3. Accept that you have good reasons to be the way you are, and that the behavior you now want to change has served you in some way in the past, even though you didn’t like the consequences. The issues we bring to dating and relationships, like everything else, are more likely to continue if we don’t acknowledge the reasons for them, so let yourself think honestly about how they have actually worked for you.
4. Love yourself—not in the phony, superficial way that advertisements tell us to. Just accept yourself as fully and deeply as you can, as a human and therefore imperfect being who tries your best. (And if you’re no good at accepting yourself yet, no worries!)

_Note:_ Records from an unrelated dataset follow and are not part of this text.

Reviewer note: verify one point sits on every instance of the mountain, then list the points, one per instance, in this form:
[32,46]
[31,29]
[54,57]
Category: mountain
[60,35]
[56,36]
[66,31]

5. Think about all the things you did well in 2012, and give yourself credit.
6. Then think about what you learned in 2012, and what is most important to you now.
7. If you still want to make a resolution, base it on this self-exploration and acceptance, and limit yourself to one—two at the most. (I personally prefer to consider it an intention.)
8. Keep it simple, frame it positively (i.e., what you want to do, rather than what you don’t want to do), pick what will make you feel genuinely good about yourself, and don’t expect to do it perfectly.
This year, my intention is to remember to listen to my intuition and act on what it tells me, without undue delay, and whether I like it or not. Tuning into myself honestly and behaving accordingly, is always better in the end. I’ve been working on it for a while now, and it helps in every aspect of my life, including dating. But I still forget to listen sometimes, or find it difficult to believe myself and act on what I know.
For example, I got into a relationship this year that had a lot of seriously good “glue.” But as soon as I realized that it was not the kind of relationship or the man I wanted, I let go. I didn’t keep hoping and trying, despite my loneliness and my hunger for it to work out. And I know that I saved us both a lot of time and grief.
We know more than we often let ourselves in on, especially when we don’t like what we know. So listen and be kind to yourself, make doable resolutions or intentions, and make them from an internal space that’s not judgmental.
Finally, always remember that you can make a new start anytime—not just at the beginning of a new year. You’re always growing. So, Happy New Year! You might even have a happier one if you don’t make a resolution.